Thursday, December 15, 2005

Thinking about the next class of students 

It's that time as well when students are thinking about colleges they will go to. I just sent my niece, a high school junior interested in biomed and acting, a copy of Choosing the Right College. (It won't be her Christmas present, just a gift from a busybody uncle.) I also mailed to her a little while ago an article suggesting strategies for choosing colleges. I say this as someone who tried to send a kid to college when it didn't work out, both because he didn't want to be there and I didn't listen to what might have turned him on to college. Here's what the article suggests:
  1. Rank based on your own criteria. There's a homework assignment I used to give in principles of macroeconomics that would get each student to create his or her own price index. The point of the exercise is to show how things like CPI or GDP deflators are summary measures that don't necessarily tell us how inflation affects people differently situated. Likewise, rankings from US News and World Report or ISI or whatever aren't going to make up your mind. To me, the best use of those rankings is to see what people are counting. Do these matter to you? The niece wants a big city and both a biomed and theater department. Common rankings won't do that, so don't use those. The value of the ranking system is systematic evaluation.

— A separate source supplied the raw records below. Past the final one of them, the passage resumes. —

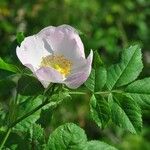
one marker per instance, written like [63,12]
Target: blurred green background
[105,25]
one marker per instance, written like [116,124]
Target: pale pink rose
[56,54]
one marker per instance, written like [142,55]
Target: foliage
[116,96]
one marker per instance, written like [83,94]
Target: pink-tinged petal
[31,51]
[46,75]
[78,78]
[64,40]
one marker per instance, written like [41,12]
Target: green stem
[27,115]
[5,138]
[77,93]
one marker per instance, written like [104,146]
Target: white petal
[31,51]
[46,75]
[81,75]
[64,40]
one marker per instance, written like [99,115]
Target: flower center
[59,63]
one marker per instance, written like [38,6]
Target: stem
[77,93]
[26,115]
[5,138]
[30,113]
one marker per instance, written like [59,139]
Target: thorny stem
[27,115]
[5,138]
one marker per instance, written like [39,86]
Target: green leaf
[6,85]
[25,107]
[20,37]
[67,137]
[36,139]
[28,85]
[98,76]
[8,67]
[97,145]
[99,109]
[97,79]
[127,70]
[139,91]
[125,113]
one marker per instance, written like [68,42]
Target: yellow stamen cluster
[59,63]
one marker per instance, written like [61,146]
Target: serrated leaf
[8,67]
[28,85]
[127,70]
[97,145]
[97,79]
[140,92]
[26,107]
[125,113]
[67,137]
[99,110]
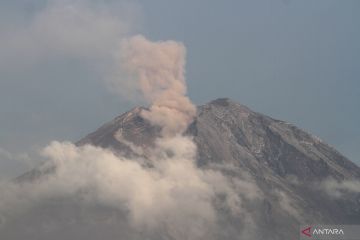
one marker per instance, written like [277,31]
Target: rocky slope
[301,178]
[287,176]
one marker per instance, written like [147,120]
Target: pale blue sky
[295,60]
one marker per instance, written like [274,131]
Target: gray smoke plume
[158,69]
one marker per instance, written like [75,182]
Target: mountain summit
[301,179]
[284,176]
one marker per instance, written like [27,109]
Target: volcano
[298,178]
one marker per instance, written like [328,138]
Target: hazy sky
[295,60]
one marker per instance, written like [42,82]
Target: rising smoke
[173,199]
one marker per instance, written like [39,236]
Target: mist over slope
[253,177]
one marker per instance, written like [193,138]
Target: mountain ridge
[285,176]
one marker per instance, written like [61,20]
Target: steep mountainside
[301,179]
[284,177]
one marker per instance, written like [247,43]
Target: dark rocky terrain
[298,178]
[290,166]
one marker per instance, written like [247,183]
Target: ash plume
[158,68]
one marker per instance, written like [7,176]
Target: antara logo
[306,231]
[322,231]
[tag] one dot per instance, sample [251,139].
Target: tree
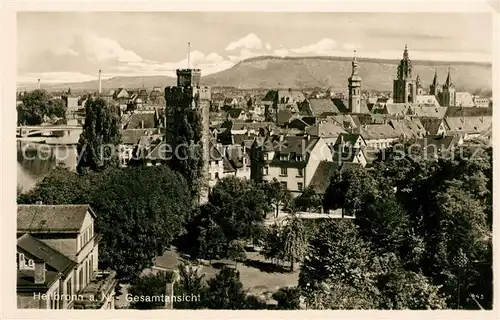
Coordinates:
[146,287]
[140,212]
[184,133]
[213,242]
[308,200]
[240,208]
[225,291]
[99,141]
[287,242]
[276,194]
[38,105]
[191,283]
[383,223]
[288,298]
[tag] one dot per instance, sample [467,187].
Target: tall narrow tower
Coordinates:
[448,92]
[100,88]
[434,88]
[187,103]
[354,88]
[404,88]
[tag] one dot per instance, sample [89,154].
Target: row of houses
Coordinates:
[57,259]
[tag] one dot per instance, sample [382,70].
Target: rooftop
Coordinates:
[51,218]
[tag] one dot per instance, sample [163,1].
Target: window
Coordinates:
[300,172]
[284,171]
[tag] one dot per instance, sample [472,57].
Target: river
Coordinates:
[35,160]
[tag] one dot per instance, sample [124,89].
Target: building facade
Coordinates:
[57,259]
[404,87]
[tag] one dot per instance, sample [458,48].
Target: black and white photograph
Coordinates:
[216,160]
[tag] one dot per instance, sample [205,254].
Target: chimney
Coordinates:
[100,88]
[39,272]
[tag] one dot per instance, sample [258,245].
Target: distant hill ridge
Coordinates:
[266,72]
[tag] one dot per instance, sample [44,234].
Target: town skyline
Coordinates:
[152,44]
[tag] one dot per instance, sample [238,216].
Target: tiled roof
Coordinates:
[132,136]
[137,119]
[321,178]
[325,129]
[463,99]
[51,218]
[431,126]
[235,112]
[468,112]
[411,128]
[42,251]
[468,124]
[320,106]
[379,131]
[283,116]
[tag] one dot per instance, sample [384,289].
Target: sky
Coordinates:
[62,47]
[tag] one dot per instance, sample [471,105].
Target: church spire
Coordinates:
[448,82]
[354,64]
[435,81]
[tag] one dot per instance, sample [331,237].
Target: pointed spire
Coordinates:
[354,64]
[189,54]
[448,82]
[418,81]
[405,53]
[435,81]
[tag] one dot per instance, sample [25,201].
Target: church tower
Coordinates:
[404,87]
[184,101]
[420,88]
[434,88]
[448,93]
[355,88]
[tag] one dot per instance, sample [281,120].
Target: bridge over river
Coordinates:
[63,130]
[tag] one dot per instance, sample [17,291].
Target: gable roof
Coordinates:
[42,251]
[235,112]
[51,218]
[325,128]
[379,131]
[431,126]
[283,117]
[138,119]
[322,176]
[320,106]
[468,124]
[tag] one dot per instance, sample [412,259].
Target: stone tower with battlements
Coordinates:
[404,87]
[187,96]
[354,88]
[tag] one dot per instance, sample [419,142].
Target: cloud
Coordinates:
[251,41]
[281,52]
[321,47]
[244,54]
[55,77]
[102,49]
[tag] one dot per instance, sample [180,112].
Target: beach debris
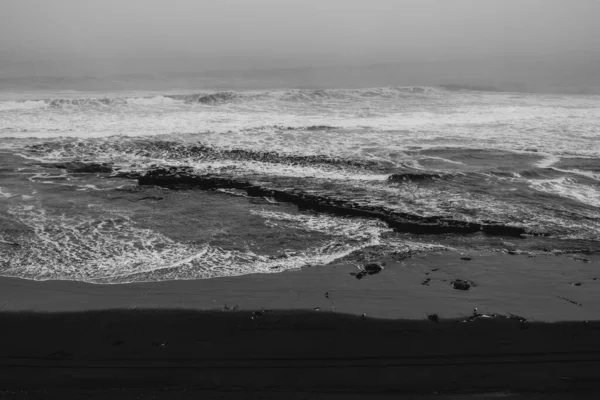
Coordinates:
[460,284]
[569,300]
[581,259]
[259,313]
[60,355]
[328,297]
[433,318]
[157,198]
[518,318]
[373,268]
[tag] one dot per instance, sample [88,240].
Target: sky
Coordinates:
[111,36]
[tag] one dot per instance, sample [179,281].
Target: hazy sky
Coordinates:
[247,33]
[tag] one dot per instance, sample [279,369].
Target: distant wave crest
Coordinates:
[220,98]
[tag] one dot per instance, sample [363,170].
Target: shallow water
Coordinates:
[525,161]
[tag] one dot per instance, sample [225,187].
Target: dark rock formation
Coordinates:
[373,268]
[82,167]
[412,176]
[460,284]
[183,178]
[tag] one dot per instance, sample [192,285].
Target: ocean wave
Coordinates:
[569,188]
[218,98]
[456,87]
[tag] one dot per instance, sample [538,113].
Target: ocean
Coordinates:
[150,186]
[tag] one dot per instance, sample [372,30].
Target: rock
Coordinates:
[433,318]
[373,268]
[460,284]
[82,167]
[413,176]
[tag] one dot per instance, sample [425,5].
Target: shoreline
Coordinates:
[294,350]
[318,330]
[541,288]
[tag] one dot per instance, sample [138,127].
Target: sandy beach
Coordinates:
[318,329]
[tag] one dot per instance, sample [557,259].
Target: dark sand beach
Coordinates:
[318,332]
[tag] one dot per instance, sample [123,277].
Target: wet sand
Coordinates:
[317,330]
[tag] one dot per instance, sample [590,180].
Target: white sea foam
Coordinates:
[114,250]
[4,193]
[569,188]
[371,122]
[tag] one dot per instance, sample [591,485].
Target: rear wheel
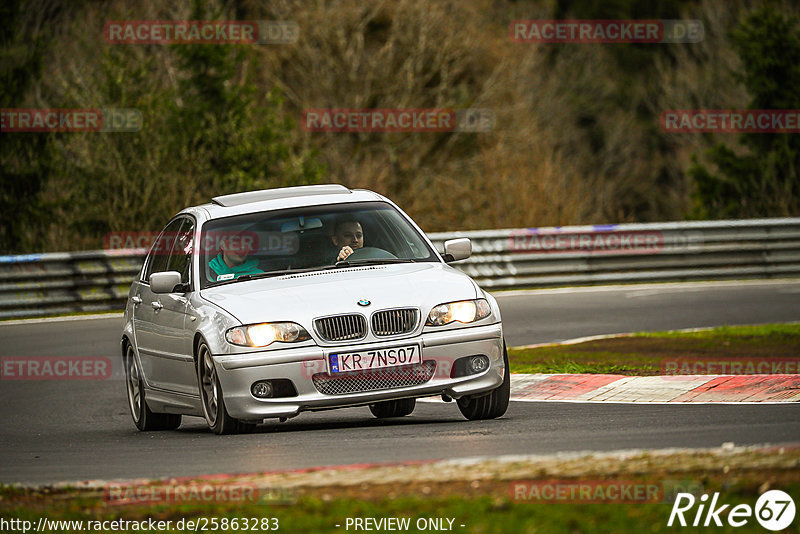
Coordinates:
[143,418]
[213,399]
[492,405]
[396,408]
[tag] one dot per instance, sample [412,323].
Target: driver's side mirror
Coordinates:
[457,249]
[161,283]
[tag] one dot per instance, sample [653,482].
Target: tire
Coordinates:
[143,418]
[489,406]
[213,399]
[397,408]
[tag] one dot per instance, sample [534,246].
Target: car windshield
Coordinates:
[278,242]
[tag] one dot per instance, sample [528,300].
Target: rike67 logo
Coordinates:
[774,510]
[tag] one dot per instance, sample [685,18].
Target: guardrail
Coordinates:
[56,283]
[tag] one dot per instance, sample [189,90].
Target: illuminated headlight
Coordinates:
[464,311]
[261,335]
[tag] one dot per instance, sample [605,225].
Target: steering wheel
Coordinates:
[370,253]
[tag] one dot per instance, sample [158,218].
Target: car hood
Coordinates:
[304,296]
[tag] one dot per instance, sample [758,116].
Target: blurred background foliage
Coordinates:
[577,138]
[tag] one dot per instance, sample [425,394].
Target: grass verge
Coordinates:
[643,354]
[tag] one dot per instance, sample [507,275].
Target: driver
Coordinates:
[232,262]
[347,237]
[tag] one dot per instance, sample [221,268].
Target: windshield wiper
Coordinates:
[269,274]
[376,261]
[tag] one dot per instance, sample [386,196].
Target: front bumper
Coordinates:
[238,372]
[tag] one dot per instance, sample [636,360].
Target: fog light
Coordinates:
[262,390]
[478,364]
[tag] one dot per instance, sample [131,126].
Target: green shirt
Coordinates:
[218,265]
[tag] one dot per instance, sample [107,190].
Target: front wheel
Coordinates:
[397,408]
[489,406]
[143,418]
[212,398]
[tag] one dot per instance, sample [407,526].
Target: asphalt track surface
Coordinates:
[54,431]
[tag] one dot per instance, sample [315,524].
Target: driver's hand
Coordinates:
[346,251]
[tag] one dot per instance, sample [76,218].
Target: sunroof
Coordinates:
[237,199]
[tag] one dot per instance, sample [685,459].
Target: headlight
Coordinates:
[464,311]
[261,335]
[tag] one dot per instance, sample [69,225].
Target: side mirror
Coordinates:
[457,249]
[161,283]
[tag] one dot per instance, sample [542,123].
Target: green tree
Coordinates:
[759,177]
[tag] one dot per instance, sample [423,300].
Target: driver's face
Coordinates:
[349,235]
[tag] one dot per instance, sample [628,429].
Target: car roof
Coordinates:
[281,198]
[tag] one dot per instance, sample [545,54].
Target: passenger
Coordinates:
[347,237]
[233,260]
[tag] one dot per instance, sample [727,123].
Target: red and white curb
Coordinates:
[758,389]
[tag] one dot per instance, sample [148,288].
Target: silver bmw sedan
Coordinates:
[269,303]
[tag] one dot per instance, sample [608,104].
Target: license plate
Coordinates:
[375,359]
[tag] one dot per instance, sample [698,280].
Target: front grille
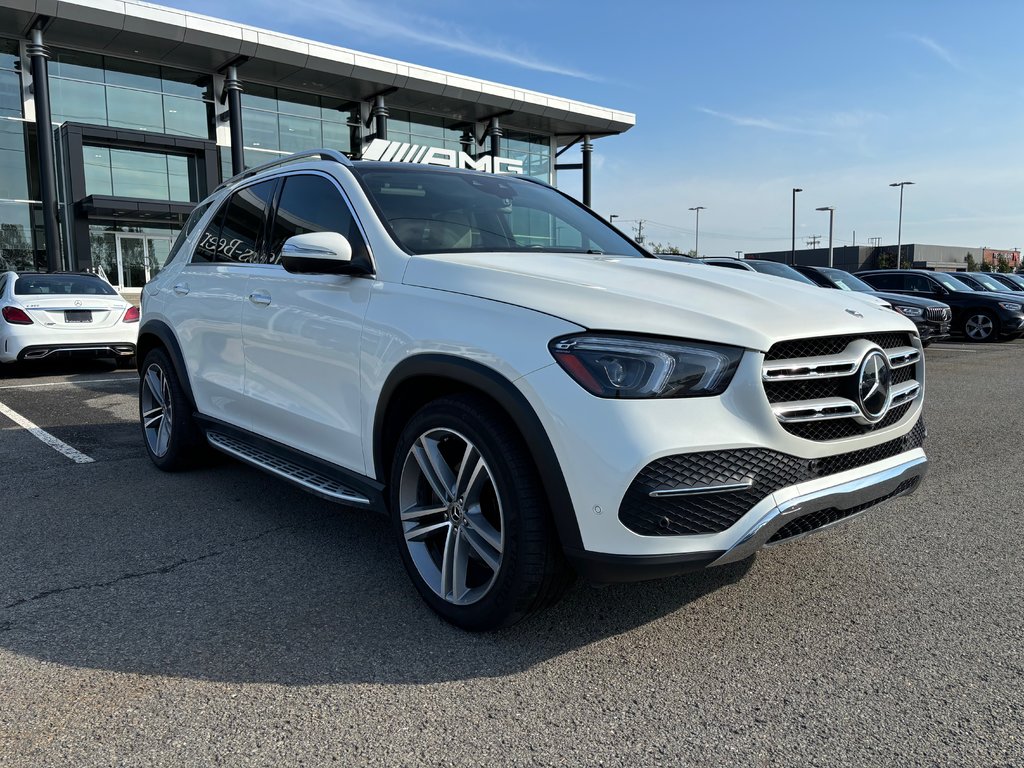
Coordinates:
[823,517]
[817,399]
[939,313]
[832,345]
[766,470]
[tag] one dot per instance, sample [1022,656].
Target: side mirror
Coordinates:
[324,253]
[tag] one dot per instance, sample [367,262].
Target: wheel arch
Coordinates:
[157,334]
[420,379]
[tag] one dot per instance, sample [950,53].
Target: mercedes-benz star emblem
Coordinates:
[873,385]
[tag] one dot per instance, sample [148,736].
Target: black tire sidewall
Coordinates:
[524,509]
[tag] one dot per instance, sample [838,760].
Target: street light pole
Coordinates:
[899,229]
[793,251]
[832,216]
[696,230]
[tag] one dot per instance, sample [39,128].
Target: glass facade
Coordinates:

  2. First year programs. These are becoming more common now, including ours at SCSU. When this was started here I thought it would be a money pit and not work at all. It will be hugely expensive, but from the evidence so far it works, and the university is committing to put this on for every new entering freshman at SCSU. This means as well checking retention and persistence rates for first year students -- how many of them go on to the second year? My son's university had a first-year program available to him, but it looked like (and was sold as) a place for at-risk students. That's a bad way to approach it; I believe it would have helped my son because it turned out he was at-risk ex post, but not known to be so ex ante. Creating cohorts of students who study and work together can lead to skillbuilding across the cohort.
  3. Steps up and helping hands. The CSM article recommends looking at "Nessie", the National Study of Student Engagement. This will give you a measure of how much faculty-student and student-student interaction is going on. I suggest looking at student-faculty joint research efforts, generally how much time faculty and students spend in office hours or other outside-the-classroom activities. What's the speakers programs like on campus? How many, and how intellectually diverse are they? I would check with Students for Academic Freedom or No Indoctrination for the last point.
  4. Probe preferred majors. Obviously, my niece has a good idea what she wants to do as of this time. So she can look at rankings of theater and biomed departments. CSM suggests looking for program accreditation if it's available, but in many cases that isn't. What we do in the department is find any student who remotely has interest in economics, and get them literature, a phone call (if they aren't decided whether to come here), etc. If you indicated to a university you are interested in their theater program, see if someone from that program tries to contact you. The ones who are inquiring about you are not necessarily desperate -- they may have a better commitment to their majors. And if you change programs, chances are the other programs have the same level of commitment.
If you had your child in AP or IB programs, you also need to ask about this. What can transfer and what can't? If you're in Minnesota and your child is a junior, have you plugged into the post-secondary education option (PSEO) program available around your school. (Though be sure to read this article from Jay Matthews before you do so. Not every kid really is ready for PSEO or AP. And your high school may not be putting the resources into making less-prepared students successful in those programs.)